August 30 (8:30 AM): Well, I am now a day behind. That is a pretty constant state. At a convention, a trip log can not stay up-to-date for more than a few minutes at a time or it is a bad science fiction convention.

Breakfast was a carbon copy of every other breakfast at this hotel. I had a spirited discussion with Evelyn about science fiction. She would like to see the category just go away. In fact, she wants to see all categorization of fiction go away. I cannot represent her reasoning but I think it revolves around the fact that borders between types of fiction are not well-defined so she wants to remove all distinctions. I guess this would involve having just one big fiction section in libraries and bookstores. She would still have non-fiction categorized because it is useful to have it categorized. From my point of view she is forgetting that the distinction between categories of non-fiction may be just as indistinct and indeed the distinction between fiction and nonfiction. Her same arguments, carried to their logical ends, would mean just having all books alphabetized by author without regard to content. This is really, I believe, at basis an old complaint that Evelyn has had that there is a science fiction ghetto. People look down on science fiction and other people will read only science fiction. What results is a 'categorism' (to coin a word) that is akin to racism. I agree that the current system of categorizing fiction has problems, but it is still more useful than not having genres of literature acknowledged. I was also a bit surprised when Evelyn asked me why my approach in the argument was to pick holes in her proposal rather than to defend the current system other than to say it seems to work. This seems to me to indicate a fundamental misunderstanding in the rules of logic. One does not have to defend the Status quo in logical argument; if a change to the Status quo is proposed, it becomes the battlefield. One side defends the change; the other side attacks it. A discussion of whether the status quo is good or bad is pointless.

In any case this is all moot. People categorized literature because it was useful to do so. I think most people realize that categorizing fiction or anything else may have problems, but it is more useful than ignoring distinctions. When Evelyn convinces a single branch of B. Dalton to alphabetize all their fiction I will believe her proposal might catch on. When I was growing up most public libraries did alphabetize all fiction together. Then they started putting stickers on the spine of the book. A rocket in an atom meant it was science fiction. Then many of the science fiction books were pulled out and put in a bookcase labeled 'science fiction.' Today most libraries acknowledge genres and have sections for science fiction, mystery, westerns, etc. It would appear most people like it that way. To the best of my knowledge, bookstores depend on the fact that people really do find categorization useful and have for a long time.

Following breakfast Evelyn and I continued on to see the art show. It is a fair-sized art show but not really all that great. It is spread out over two rooms but nothing all that impressive. One mother was carrying around a three-year-old.
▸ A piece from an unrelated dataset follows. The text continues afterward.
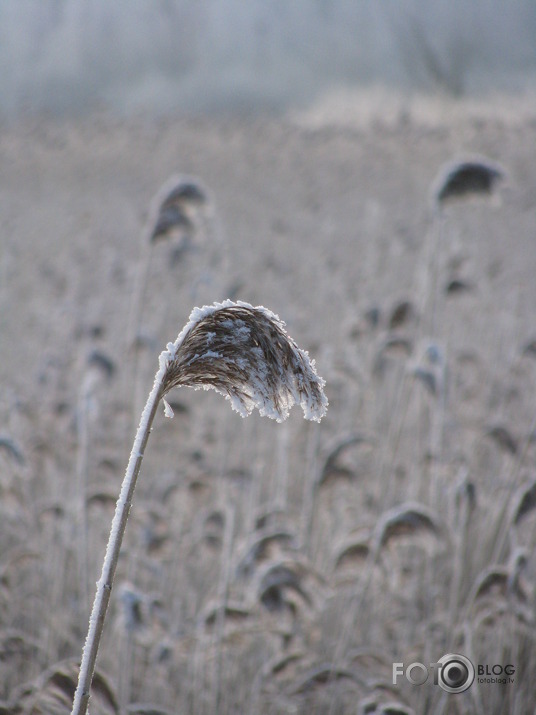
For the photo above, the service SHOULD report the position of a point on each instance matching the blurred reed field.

She pointed out one of Charlene Taylor's 'Teddy Bears in Space' pictures, assuming the teddy bears would interest the child. In a loud voice the child said, 'I don't like that.' I told Evelyn that I hated to admit it, but the child was absolutely right. At one time Taylor was promising but her cutesy artwork now is just a little sickening.

Evelyn then went to do some autograph hunting and I looked around the huckster room. The noon panel was on horror writing. This time Clive Barker did show up. He looks a lot like a young version of Eric Idle and he smokes big Cuban cigars that smell up the room. Campbell was there with his beer, too. Someone suggested that the popularity of horror might stem from its unfamiliarity, that these days very few of us have ever seen a corpse. However, as Campbell pointed out, the Italians surround themselves with dead in catacombs but they also make films like TOMB OF THE BLIND DEAD with very realistic-looking corpses on horseback. They were asking who in the audience actually were in professions where they had to come in contact with the dead. One nurse talked about it, but what really surprised us was that Kate Pott in our own group did the most. We all knew she worked in a nursing home and we figured it was doing things like caring for people and cleaning up. Apparently a big part of her job is what she called (and what got a big laugh) 'post-mortem care.' This involves dressing and making up the dead before they are removed to mortuaries. Kate knew she was fascinated by Clive Barker and his work. Now Barker seemed to be just as fascinated with what she does.